16. Extrait de l'arrêt du 16 février 1977 en la cause X. contre Chambre d'accusation de la Cour suprême du canton de Berne

Regeste

Art. 4 Cst.; indemnité pour tort moral versée à la personne innocente prévenue de meurtre et de vol.
Eléments à prendre en considération lors de la fixation d'une telle indemnité.

Faits à partir de page 73

BGE 103 Ia 73 S. 73
Le 7 septembre 1973 fut découvert à D. le cadavre ensanglanté de dame G. La victime avait été frappée de trois coups mortels portés par un instrument perçant. Une somme d'argent avait été dérobée.
Le 10 septembre 1973, la police cantonale bernoise interpella X., domicilié à L. Une perquisition fut effectuée à son domicile, ses parents furent entendus. Il fut relâché dans la soirée. Il fut incarcéré le lendemain, étant prévenu de meurtre et de vol. Le 15 septembre 1973, le juge ordonna sa mise en liberté provisoire.
Le 18 novembre 1974, la Chambre d'accusation de la Cour suprême du canton de Berne a rendu un arrêt aux termes duquel il n'était pas donné suite à l'action pénale contre X., prévenu de meurtre et de vol, à qui une indemnité de 3'000 francs fut allouée. Un recours de droit public a été formé contre cette décision.
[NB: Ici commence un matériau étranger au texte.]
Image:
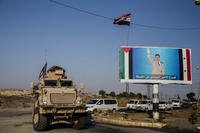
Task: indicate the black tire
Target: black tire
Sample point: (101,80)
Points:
(82,123)
(40,122)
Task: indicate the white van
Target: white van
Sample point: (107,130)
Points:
(102,104)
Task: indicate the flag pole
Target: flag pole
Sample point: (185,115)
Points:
(127,42)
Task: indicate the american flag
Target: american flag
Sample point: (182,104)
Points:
(43,72)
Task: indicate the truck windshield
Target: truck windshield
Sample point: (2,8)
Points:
(92,102)
(50,83)
(66,83)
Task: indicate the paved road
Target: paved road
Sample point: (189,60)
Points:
(15,121)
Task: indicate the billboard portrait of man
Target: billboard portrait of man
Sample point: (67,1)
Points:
(157,65)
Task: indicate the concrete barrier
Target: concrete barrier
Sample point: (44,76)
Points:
(129,123)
Selon le procureur général, approuvé par la Chambre d'accusation, le montant précité comprenait une somme de 1'000 francs à titre de réparation du dommage matériel, un montant de 800 francs pour les frais de défense et 1'200 francs au titre d'indemnité pour tort moral. Le Tribunal fédéral a jugé que la décision déférée était arbitraire en ce qui concerne ce dernier point.
BGE 103 Ia 73 S. 74

Considérants

Extrait des considérants:

7. X. a été inculpé de meurtre et de vol. Interpellé dès le 10 septembre, il a été incarcéré du 11 au 15 septembre. Accusé d'être l'auteur d'un crime crapuleux, le recourant a été l'objet de l'une des accusations les plus infamantes que l'on puisse concevoir. La police a effectué des perquisitions chez le recourant, chez ses parents et chez son amie. Un grand nombre de témoins ont été interrogés à son sujet tant par la police que par le juge d'instruction. X. a dû se soumettre à des visites corporelles; il a fait l'objet d'interrogatoires détaillés, qui ont porté sur toute sa vie, y compris ses relations sexuelles. Un séquestre a été effectué auprès des banques. A cela s'ajoute le fait qu'il ne s'est agi le 15 septembre 1973 que d'une mise en liberté provisoire. Malgré la requête adressée au juge d'instruction le 20 septembre 1973, ce n'est que plus d'une année plus tard, le 18 novembre 1974, que l'innocence du recourant a finalement été reconnue par l'arrêt de la Chambre d'accusation. Pourtant, l'autorité judiciaire savait, en tout cas dès le 22 septembre 1973, par les aveux du principal coupable, que X. était totalement étranger au crime.
Le recourant a ainsi subi un tort moral considérable, qui s'est traduit non seulement par les souffrances qui sont résultées pour lui des faits qui viennent d'être rappelés, mais aussi par une très grave atteinte à son honneur. Il est évident que, dans de petites localités comme B., L. ou même à D., l'arrestation du recourant a été largement connue de la population. Celui-ci déclare que ses amis se sont détournés de lui, que sa mère avait été qualifiée ouvertement de mère d'un assassin et qu'il a dû quitter L. De tout cela, il ne rapporte certes pas la preuve, mais, selon le cours ordinaire des choses, ces affirmations sont vraisemblables et le dommage moral qu'il a ainsi subi est particulièrement important. Le procureur général ne le conteste d'ailleurs pas. Ainsi que la jurisprudence l'a constaté, dans des cas de cette nature, le préjudice moral peut même durer toute la vie, selon l'adage semper aliquid haeret (ATF 34 II 630).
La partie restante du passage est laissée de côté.